Science

Bill Nye Reminds Anti-Vaxers of the "Paradox of Protection"

"I implore you to get vaccinated."

by Sarah Sloat
Twitter/Flickr

In the very first episode of his new Netflix series, Bill Nye straps himself to a car seat to illustrate that vaccines act as a safety mechanism. In a later attempt to appeal to narcissism, he gets pelted by balls while wearing a velcro suit to demonstrate how other people getting vaccines actually protect a person; to not get vaccinated, he says, is both a product of selfishness and willing ignorance.

It’s true that Bill Nye is here to fight the good fight — after all, he’s returned to our screens to save the world. But vaccines have long been proven to be safe and important in the fight against disease.

In his explanation of how vaccines work and why they’re needed, Nye casually drops a concept called “the paradox of protection.”

“If everyone around you is vaccinated, indeed, there is less chance that a troublesome germ will infect you,” Nye explains in the episode. “So you think, ‘Hey, I don’t need to get vaccinated.’ But what if a big, bad, tiny germ infects you? There’s an excellent chance that germ will mutate into something new. Then our current vaccine will no longer work against this new disease that you helped create.”

The hypothetical vaccine-resistant person Nye describes is exemplary of what the paradox of protection means here, according to a 2013 paper by Dr. Harvey Fineberg at Harvard’s School of Public Health, where he illustrates the paradox. No one wants to get ill, and almost everyone agrees that people should do everything in their power to keep from falling ill.

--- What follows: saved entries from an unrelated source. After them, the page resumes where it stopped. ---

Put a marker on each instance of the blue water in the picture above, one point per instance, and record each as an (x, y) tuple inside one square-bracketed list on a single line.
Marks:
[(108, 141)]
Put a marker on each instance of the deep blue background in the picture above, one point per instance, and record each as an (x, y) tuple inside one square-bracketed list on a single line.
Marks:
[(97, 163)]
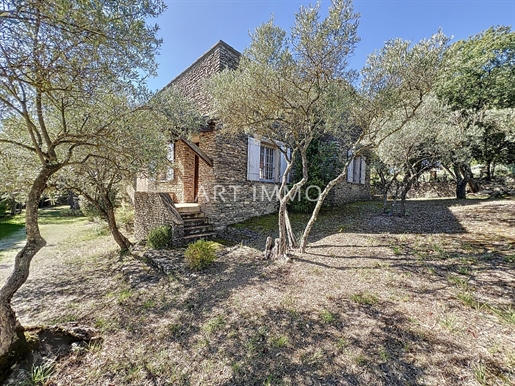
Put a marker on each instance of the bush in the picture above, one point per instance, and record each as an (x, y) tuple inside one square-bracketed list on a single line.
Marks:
[(200, 254), (71, 213), (125, 216), (88, 209), (160, 237)]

But herein is the paradox: No one wants to be sick. There’s a solution to not become sick (i.e., vaccines). Yet, people choose not to allay this basic human instinct

Why does this happen? Fineberg explains in JAMA that prevention is a “difficult sell”: The success of a vaccine is invisible, the statistics of what could happen doesn’t cause an emotional effect, and there’s a long delay before a reward may appear. If everyone is vaccinated, then no one sees the repercussions of not being vaccinated, and the threat that you want to avoid becomes seemingly less scary.

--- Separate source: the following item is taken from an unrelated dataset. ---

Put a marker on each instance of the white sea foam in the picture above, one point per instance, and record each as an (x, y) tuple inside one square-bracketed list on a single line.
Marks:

Nye touches on this idea twice in this episode. In India, a man who has suffered from polio explains to correspondent Emily Calandrelli that he felt if more Americans actually saw the effects of polio, they would understand the necessity of vaccines. Later, a professor of sociology explains to Nye that her studies of anti-vax parents show that many parents are suspicious of vaccines simply because they haven’t seen it in their lifetimes.

Vials of measles, mumps and rubella vaccine after an outbreak of measles in California grew to 68 cases.

Getty Images / Justin Sullivan

But don’t confuse the paradox of prevention with another concept, Hoskin’s Paradox, a theory developed in the 1970s by Dr. L.W. Hoskins which argued that “annually repeated vaccinations would not confer protection against epidemic influenza in the long-term.” He was eventually debunked — the data here turned out to be flawed — but a quick Google of the term often brings it up in connection to the paradox of prevention that does advocate for vaccinations.

But back to the paradox of prevention: Falling into it means people fall into herd immunity, where most members of a community are immunized against contagious diseases, which in turn protects the members of the community who can’t become vaccinated themselves because they are either too young, pregnant, or immunocompromised. These people are protected from becoming ill because those around them have taken the necessary step to get vaccinated.

However, when more and more members of a community don’t get vaccinated, then the herd immunity can fall away. This was demonstrated when measles outbreaks occurred in Ohio and Texas in 2014, and later in California in 2015. Too many people in the same community chose not to have their children vaccinated, which put the community at whole in danger.

“Healthy people who choose not to get vaccinated, what are they thinking?!” Nye exclaims at the end of his show’s premiere. “I implore you to get vaccinated. Let’s make vaccines cool, a badge of pride.”

Bill Nye Saves the World is streaming on Netflix now.